Jennifer Mathieu, Chief Technology and Product Officer, Graphika
Graphika provides a continuously expanding range of dynamic intelligence feeds to inform strategic decision-making. Our analysts work with our software as a service platform and emerging research analytics built by Graphika to:
Our current online landscapes include climate and health misinformation, hate and extremism, Chinese and Russian state actors, Ukraine conflict, media and entertainment, financial market threats, global issues, and Turkish politics. The landscapes can be focused on locations of interest and/or topic areas that span the largest challenges facing us today.
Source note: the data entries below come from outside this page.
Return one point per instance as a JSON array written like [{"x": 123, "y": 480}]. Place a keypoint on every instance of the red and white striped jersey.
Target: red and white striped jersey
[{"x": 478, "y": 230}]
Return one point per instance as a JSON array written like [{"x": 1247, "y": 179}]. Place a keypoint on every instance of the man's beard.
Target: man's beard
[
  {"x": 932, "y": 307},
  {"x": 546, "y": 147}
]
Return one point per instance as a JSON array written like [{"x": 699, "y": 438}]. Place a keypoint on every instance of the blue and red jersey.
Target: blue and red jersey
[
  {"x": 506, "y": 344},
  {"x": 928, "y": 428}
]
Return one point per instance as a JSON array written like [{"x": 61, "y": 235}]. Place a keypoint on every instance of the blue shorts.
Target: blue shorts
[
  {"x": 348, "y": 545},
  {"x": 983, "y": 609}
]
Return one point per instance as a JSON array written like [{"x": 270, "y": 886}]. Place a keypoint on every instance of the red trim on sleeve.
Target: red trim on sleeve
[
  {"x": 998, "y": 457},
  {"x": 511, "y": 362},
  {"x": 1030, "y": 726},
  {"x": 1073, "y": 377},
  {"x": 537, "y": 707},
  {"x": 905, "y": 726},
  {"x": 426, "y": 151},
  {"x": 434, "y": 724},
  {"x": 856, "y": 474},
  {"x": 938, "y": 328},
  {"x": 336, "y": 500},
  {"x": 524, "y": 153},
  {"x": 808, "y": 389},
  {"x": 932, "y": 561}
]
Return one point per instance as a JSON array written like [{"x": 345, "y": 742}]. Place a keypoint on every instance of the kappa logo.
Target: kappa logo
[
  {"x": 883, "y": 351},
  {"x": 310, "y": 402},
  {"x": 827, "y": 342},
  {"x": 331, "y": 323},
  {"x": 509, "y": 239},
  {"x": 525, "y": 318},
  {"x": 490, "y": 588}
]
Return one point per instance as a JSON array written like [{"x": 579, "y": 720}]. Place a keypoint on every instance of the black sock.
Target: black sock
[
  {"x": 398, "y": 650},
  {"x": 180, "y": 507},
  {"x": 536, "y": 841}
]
In this talk, we will demonstrate our approach to understanding the cyber social terrain using Graphika’s and other technologies with a focus on analysts. We believe our strength is derived from our culture of analysts, technologists, and researchers working together, which is one example of “future work in action.”
Jennifer Mathieu, Ph.D. is Chief Technology and Product Officer at Graphika, a company that takes a network-first approach to the global online landscape. Jennifer leads the technology department and guides its vision, evolves Graphika’s patented technology, strengthens its core products, and builds the company’s team of expert designers, engineers, and scientists. This enables Graphika’s customers to navigate threats and uncover opportunities.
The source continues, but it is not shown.